For the SNP rs55742290 located in ARL6IP4 gene, it was genome-wide significantly associated with the risk of SCZ. In addition, the SCZ risk allele [C] of SNP rs55742290 in ARL6IP4 gene was also associated with decreased DNAm levels of the cg00376283 site in ABCB9. Moreover, rs55742290 was also the top eQTL in blood; the C allele of this SNP is associated with the high expression levels of C12orf65 gene. Using the SMR method, our results suggested that the C allele of rs55742290 potentially upregulates the transcription of C12orf65 by reducing the methylation level at cg00376283. Subsequently, using Haploreg v4 database [30], we found that the risk SNP rs55742290 located in promoter region and might affect the binding of the transcription initiation complex, resulting in dysregulation of gene expression. Moreover, we found that the SCZ risk allele [C] of SNP rs55742290 was also associated with dysfunction of cognitive performances using several public GWAS databases.
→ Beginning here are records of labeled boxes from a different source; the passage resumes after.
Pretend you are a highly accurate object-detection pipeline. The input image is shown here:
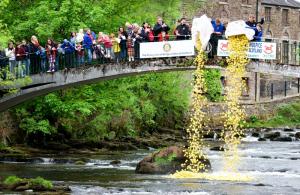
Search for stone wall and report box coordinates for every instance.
[182,0,300,40]
[205,96,300,128]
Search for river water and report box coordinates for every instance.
[0,139,300,195]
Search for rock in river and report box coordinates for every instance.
[135,146,211,174]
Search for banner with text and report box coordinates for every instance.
[140,40,195,58]
[218,40,276,60]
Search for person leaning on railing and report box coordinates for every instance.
[5,42,16,74]
[83,29,95,64]
[118,27,128,60]
[210,18,225,57]
[45,39,57,72]
[153,17,170,41]
[0,46,8,80]
[21,39,30,76]
[29,35,42,74]
[15,43,26,77]
[175,18,191,40]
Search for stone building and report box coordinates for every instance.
[183,0,300,41]
[182,0,300,65]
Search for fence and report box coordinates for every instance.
[0,35,300,79]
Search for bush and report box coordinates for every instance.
[3,175,23,185]
[12,72,191,144]
[249,115,258,123]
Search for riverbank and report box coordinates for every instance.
[0,137,300,195]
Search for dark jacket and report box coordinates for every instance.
[0,51,8,68]
[60,41,75,54]
[176,24,191,40]
[120,31,128,49]
[16,46,26,61]
[28,43,40,55]
[83,34,94,49]
[246,18,265,28]
[140,28,149,42]
[153,22,170,36]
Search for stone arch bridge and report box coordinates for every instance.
[0,58,300,112]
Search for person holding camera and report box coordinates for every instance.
[153,17,170,41]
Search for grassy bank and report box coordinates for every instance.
[247,101,300,128]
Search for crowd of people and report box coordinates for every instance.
[0,16,263,77]
[0,17,191,77]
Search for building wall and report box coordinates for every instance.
[260,4,300,40]
[183,0,300,40]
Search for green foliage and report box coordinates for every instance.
[0,67,32,95]
[204,69,223,102]
[0,0,181,41]
[13,72,191,141]
[4,176,53,189]
[249,115,259,123]
[247,102,300,127]
[20,118,56,134]
[154,153,177,165]
[3,176,22,185]
[29,177,53,189]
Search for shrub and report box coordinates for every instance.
[4,175,23,185]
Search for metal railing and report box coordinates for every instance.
[0,35,300,79]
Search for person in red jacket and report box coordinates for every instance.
[45,39,57,72]
[15,43,26,77]
[158,31,169,42]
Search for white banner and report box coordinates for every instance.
[140,40,195,58]
[218,40,276,60]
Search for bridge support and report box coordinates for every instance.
[254,72,260,102]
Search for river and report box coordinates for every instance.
[0,138,300,195]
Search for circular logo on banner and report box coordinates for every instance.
[163,43,171,52]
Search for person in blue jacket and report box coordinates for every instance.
[83,29,95,64]
[60,39,75,68]
[210,18,225,57]
[254,23,263,42]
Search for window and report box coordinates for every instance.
[282,41,289,64]
[282,9,289,26]
[265,7,271,22]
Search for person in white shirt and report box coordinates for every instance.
[5,42,16,73]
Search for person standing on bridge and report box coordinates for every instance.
[175,18,191,40]
[153,17,170,41]
[16,43,26,78]
[29,35,42,73]
[210,18,225,57]
[0,45,8,80]
[5,42,16,74]
[83,29,95,64]
[246,14,265,30]
[45,39,57,72]
[118,27,128,60]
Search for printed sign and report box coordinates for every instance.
[218,40,276,60]
[140,40,195,58]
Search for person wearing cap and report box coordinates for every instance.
[246,15,265,29]
[153,17,170,41]
[175,18,191,40]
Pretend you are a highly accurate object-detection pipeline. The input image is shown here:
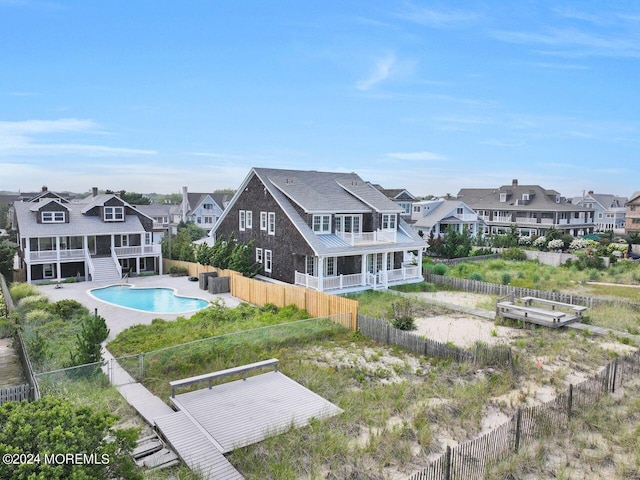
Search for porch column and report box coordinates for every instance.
[56,237,61,282]
[318,257,324,292]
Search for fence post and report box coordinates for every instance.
[567,383,573,418]
[514,407,522,453]
[444,445,451,480]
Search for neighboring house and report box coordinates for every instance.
[212,168,427,293]
[13,188,162,283]
[573,191,627,234]
[411,199,484,238]
[134,203,172,244]
[457,180,595,237]
[624,191,640,235]
[374,185,418,220]
[172,187,223,233]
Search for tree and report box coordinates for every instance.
[0,240,18,281]
[0,396,142,480]
[71,312,109,365]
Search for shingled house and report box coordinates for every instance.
[457,180,595,236]
[12,188,162,283]
[212,168,427,293]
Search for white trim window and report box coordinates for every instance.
[382,213,396,230]
[104,206,124,222]
[41,212,67,223]
[267,212,276,235]
[264,250,273,273]
[313,215,331,233]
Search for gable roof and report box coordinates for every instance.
[211,168,426,256]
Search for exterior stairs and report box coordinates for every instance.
[91,257,122,282]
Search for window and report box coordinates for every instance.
[42,212,66,223]
[313,215,331,233]
[104,207,124,222]
[382,213,396,230]
[265,212,276,236]
[264,250,273,272]
[42,263,54,278]
[324,257,336,277]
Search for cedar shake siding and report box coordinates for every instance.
[216,176,313,283]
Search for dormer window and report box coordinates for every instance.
[41,212,66,223]
[382,213,396,230]
[104,207,124,222]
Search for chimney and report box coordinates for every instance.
[182,187,189,218]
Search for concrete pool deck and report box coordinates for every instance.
[38,275,241,342]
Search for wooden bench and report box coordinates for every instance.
[169,358,279,398]
[498,302,567,323]
[520,297,587,317]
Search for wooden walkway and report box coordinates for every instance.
[155,371,342,479]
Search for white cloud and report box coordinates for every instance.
[386,151,447,162]
[356,55,396,91]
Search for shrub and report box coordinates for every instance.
[9,283,40,303]
[500,247,527,262]
[431,263,449,275]
[16,294,49,313]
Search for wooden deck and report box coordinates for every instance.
[155,371,342,479]
[496,297,586,328]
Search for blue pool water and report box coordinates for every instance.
[89,285,209,313]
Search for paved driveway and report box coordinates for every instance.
[38,275,240,341]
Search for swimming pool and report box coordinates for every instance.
[89,285,209,313]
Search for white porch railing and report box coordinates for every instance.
[29,248,84,262]
[336,230,398,246]
[112,245,161,258]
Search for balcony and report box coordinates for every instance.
[113,245,162,258]
[336,230,398,247]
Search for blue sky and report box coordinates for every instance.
[0,0,640,196]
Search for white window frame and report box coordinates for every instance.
[267,212,276,235]
[381,213,398,230]
[40,212,67,223]
[42,263,56,278]
[264,250,273,273]
[312,215,331,234]
[103,205,124,222]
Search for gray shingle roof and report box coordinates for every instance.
[14,195,144,238]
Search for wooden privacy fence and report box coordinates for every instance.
[409,351,640,480]
[165,260,358,330]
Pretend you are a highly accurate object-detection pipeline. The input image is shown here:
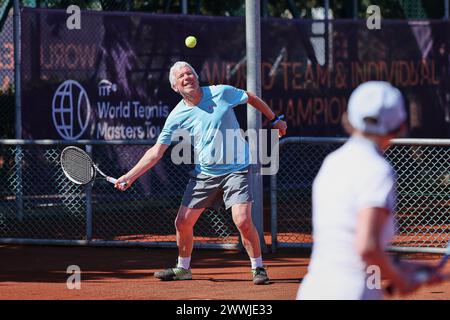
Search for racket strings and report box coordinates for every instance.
[61,148,95,184]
Leveraging all the information above, we proposed a potential mechanism in which the risk allele [C] of genetic variant rs55742290 at the promoter of ARL6IP4 gene decreased the DNAm level of cg00376283, which disrupts the binding of repressor(s), increasing the expression of the C12orf65 gene, affecting cognitive performances and increasing the risk of SCZ (Fig. 3).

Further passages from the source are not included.